ABD, Virginia’da devam eden bir davada Google’ın reklam teknolojisi inceleniyor. Adalet Bakanlığı ve eyaletlerin birlikte açtığı davada, Google’ın web sayfalarında belirli reklam türlerini satın almak ve satmak için kullanılan teknoloji üzerinde bir tekele sahip olup olmadığı tespit olunacak.
Bakanlık ve eyaletler, Google’ın her gün milyarlarca İnternet reklamının satışını kontrol eden teknoloji üzerindeki hakimiyetinin çok kapsamlı olduğunu, bunun bir tekel oluşturduğunu söylüyor.
Google’un reklam teknolojisi, milisaniyeler içinde, kim olduğumuzu ve neye baktığımızı analiz ediyor ve ona uygun reklamları göstermiş oluyor. Dolayısıyla ekranınızda hangi reklamların gözükeceğini ve reklamverenin size bu reklamı göstermek için ne kadar ücret ödeyeceğini belirleyen Google oluyor.
Reklamları ilgi alanlarımıza göre eşleştiren algoritmalar, bazen neredeyse ürkütücü bir boyuta varacak şekilde dikkatlice ayarlanıyor. Google, sunduğu reklamların kalitesini artırmak ve reklamverenlerin aradıkları tüketicilere ulaşabilmelerini sağlamak için milyarlarca dolar yatırım yaptığını söylüyor.

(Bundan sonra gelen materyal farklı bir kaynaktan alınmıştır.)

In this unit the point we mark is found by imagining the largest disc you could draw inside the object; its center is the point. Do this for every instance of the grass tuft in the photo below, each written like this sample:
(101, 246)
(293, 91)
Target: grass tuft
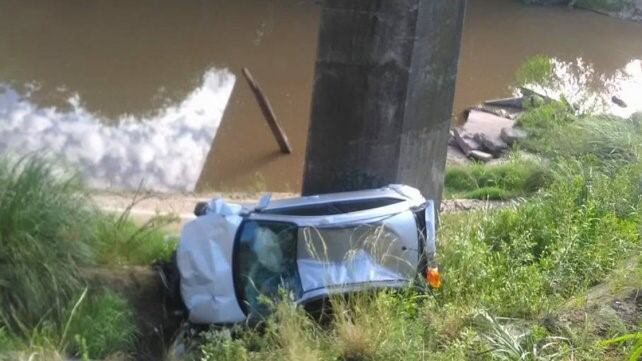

Google’un Reklam Borsası Fiyatları Belirliyor
Davanın ilk haftasında, Google’ın bu milisaniyeler içinde gösterdiği reklamların, elektronik açık artırmalarlarla tam olarak nasıl çalıştığına dair derinlemesine bir inceleme yapıldı. Bazı uzmanlar, açık artırma sürecini ve yıllar içinde nasıl geliştiğini ayrıntılı bir şekilde açıkladı.
Dijital reklam alanında 3 bileşen var:
- Yayıncılarının web sitelerinde alan satmak için kullandıkları reklam sunucuları,
- Web sitesinde yer alan reklam alanları
- Reklamverenin reklam satın aldığı reklam ağları
Dolayısıyla reklamveren, reklam ağlarına başvurduğunda, anlaşmalı olduğu web sitelerinin reklam alanlarına, reklam sunucularını kullanarak reklam yerleştirir. Ancak Google olayında, bunun yerine bir reklam borsası var. Bu borsa, açık arttırma yoluyla, web sitelerindeki alanları pazarlıyor.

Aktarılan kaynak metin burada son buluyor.